On July 6, 2024, Toppin re-signed with the Pacers on a four-year, $60 million contract. On March 17, 2025, in a 132–130 overtime win against the Minnesota Timberwolves, Toppin scored a season-high 34 points, including 12 in overtime and the game-winning three-pointer, to snap Minnesota's eight-game winning streak.

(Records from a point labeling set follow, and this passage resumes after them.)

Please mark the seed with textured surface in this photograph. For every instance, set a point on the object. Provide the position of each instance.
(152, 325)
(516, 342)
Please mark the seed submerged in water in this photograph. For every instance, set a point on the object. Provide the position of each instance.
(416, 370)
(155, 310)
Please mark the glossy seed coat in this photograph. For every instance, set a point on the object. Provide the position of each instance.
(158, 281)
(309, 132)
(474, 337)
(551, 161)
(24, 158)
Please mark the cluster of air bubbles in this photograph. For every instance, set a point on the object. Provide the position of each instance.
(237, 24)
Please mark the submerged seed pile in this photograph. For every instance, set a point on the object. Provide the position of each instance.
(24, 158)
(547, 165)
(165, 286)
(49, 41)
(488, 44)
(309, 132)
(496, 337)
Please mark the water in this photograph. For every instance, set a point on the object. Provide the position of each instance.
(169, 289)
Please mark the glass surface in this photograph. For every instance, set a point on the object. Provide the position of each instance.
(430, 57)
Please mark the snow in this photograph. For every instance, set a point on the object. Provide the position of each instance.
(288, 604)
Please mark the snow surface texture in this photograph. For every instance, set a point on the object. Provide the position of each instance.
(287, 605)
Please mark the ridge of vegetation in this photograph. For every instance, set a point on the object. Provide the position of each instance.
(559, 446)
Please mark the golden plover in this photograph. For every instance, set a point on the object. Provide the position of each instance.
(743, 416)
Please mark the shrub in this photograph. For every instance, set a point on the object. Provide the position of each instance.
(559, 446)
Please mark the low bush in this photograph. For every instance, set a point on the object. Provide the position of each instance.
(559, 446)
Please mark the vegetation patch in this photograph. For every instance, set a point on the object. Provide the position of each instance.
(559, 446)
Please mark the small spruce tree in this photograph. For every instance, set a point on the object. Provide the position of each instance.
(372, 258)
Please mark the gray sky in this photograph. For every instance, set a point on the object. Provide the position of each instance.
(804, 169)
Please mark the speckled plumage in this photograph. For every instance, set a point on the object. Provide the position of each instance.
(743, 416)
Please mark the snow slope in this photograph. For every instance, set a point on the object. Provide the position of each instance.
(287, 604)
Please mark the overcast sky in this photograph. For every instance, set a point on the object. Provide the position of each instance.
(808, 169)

On October 31, 2025, Toppin was ruled out for at least three months after undergoing surgery to place a screw in the fifth metatarsal bone in his right foot.

==Career statistics==

===NBA===
====Regular season====

| Year | Team | GP | GS | MPG | FG% | 3P% | FT% | RPG | APG | SPG | BPG | PPG |
|---|---|---|---|---|---|---|---|---|---|---|---|---|
| 2020–21 | New York | 62 | 0 | 11.0 | .498 | .306 | .731 | 2.2 | .5 | .3 | .2 | 4.1 |
| 2021–22 | New York | 72 | 10 | 17.1 | .531 | .308 | .758 | 3.7 | 1.1 | .3 | .5 | 9.0 |
| 2022–23 | New York | 67 | 5 | 15.7 | .446 | .344 | .809 | 2.8 | 1.0 | .3 | .2 | 7.4 |
| 2023–24 | Indiana | 82 | 28 | 21.1 | .573 | .403 | .770 | 3.9 | 1.6 | .6 | .5 | 10.3 |
| 2024–25 | Indiana | 79 | 4 | 19.6 | .529 | .365 | .781 | 4.0 | 1.6 | .6 | .4 | 10.5 |
| 2025–26 | Indiana | 24 | 3 | 17.7 | .503 | .352 | .913 | 4.4 | 2.3 | .5 | .0 | 11.6 |
| Career |  | 386 | 50 | 17.3 | .521 | .355 | .786 | 3.5 | 1.3 | .4 | .3 | 8.7 |

====Playoffs====

| Year | Team | GP | GS | MPG | FG% | 3P% | FT% | RPG | APG | SPG | BPG | PPG |
|---|---|---|---|---|---|---|---|---|---|---|---|---|
| 2021 | New York | 5 | 0 | 13.1 | .522 | .333 | .833 | 2.6 | .4 | .0 | .2 | 6.4 |
| 2023 | New York | 11 | 1 | 15.9 | .429 | .302 | .800 | 3.5 | .6 | .7 | .3 | 7.0 |
| 2024 | Indiana | 17 | 0 | 20.2 | .541 | .357 | .760 | 4.4 | 1.7 | .4 | .4 | 10.9 |
| 2025 | Indiana | 23* | 0 | 19.1 | .485 | .321 | .694 | 3.8 | 1.3 | .7 | .3 | 9.4 |
| Career |  | 56 | 1 | 18.3 | .496 | .328 | .736 | 3.8 | 1.2 | .5 | .3 | 9.1 |

===College===

| Year | Team | GP | GS | MPG | FG% | 3P% | FT% | RPG | APG | SPG | BPG | PPG |
|---|---|---|---|---|---|---|---|---|---|---|---|---|
| 2018–19 | Dayton | 33 | 15 | 26.5 | .667 | .524 | .713 | 5.6 | 1.8 | .6 | .8 | 14.4 |
| 2019–20 | Dayton | 31 | 31 | 31.6 | .633 | .390 | .702 | 7.5 | 2.2 | 1.0 | 1.2 | 20.0 |
| Career |  | 64 | 46 | 29.0 | .647 | .417 | .706 | 6.6 | 2.0 | .8 | 1.0 | 17.1 |

==Personal life==
Toppin's mother, Roni, is of Italian Jewish descent. Toppin's father, also named Obadiah, is of Barbadian descent and was a well-known streetball player in Brooklyn. He played basketball collegiately at Globe Institute of Technology and professionally for the Brooklyn Kings of the United States Basketball League, the Harlem Strong Dogs of the American Basketball Association and in the Dominican Republic. His father was also known as "Dunker's Delight" while playing for a streetball team called the Court Kingz. His brother, Jacob, who played college basketball for Kentucky after transferring from Rhode Island, was signed by the Knicks in June 2023.

Toppin is a Christian and has a tattoo of a cross on his right shoulder as a sign of his faith.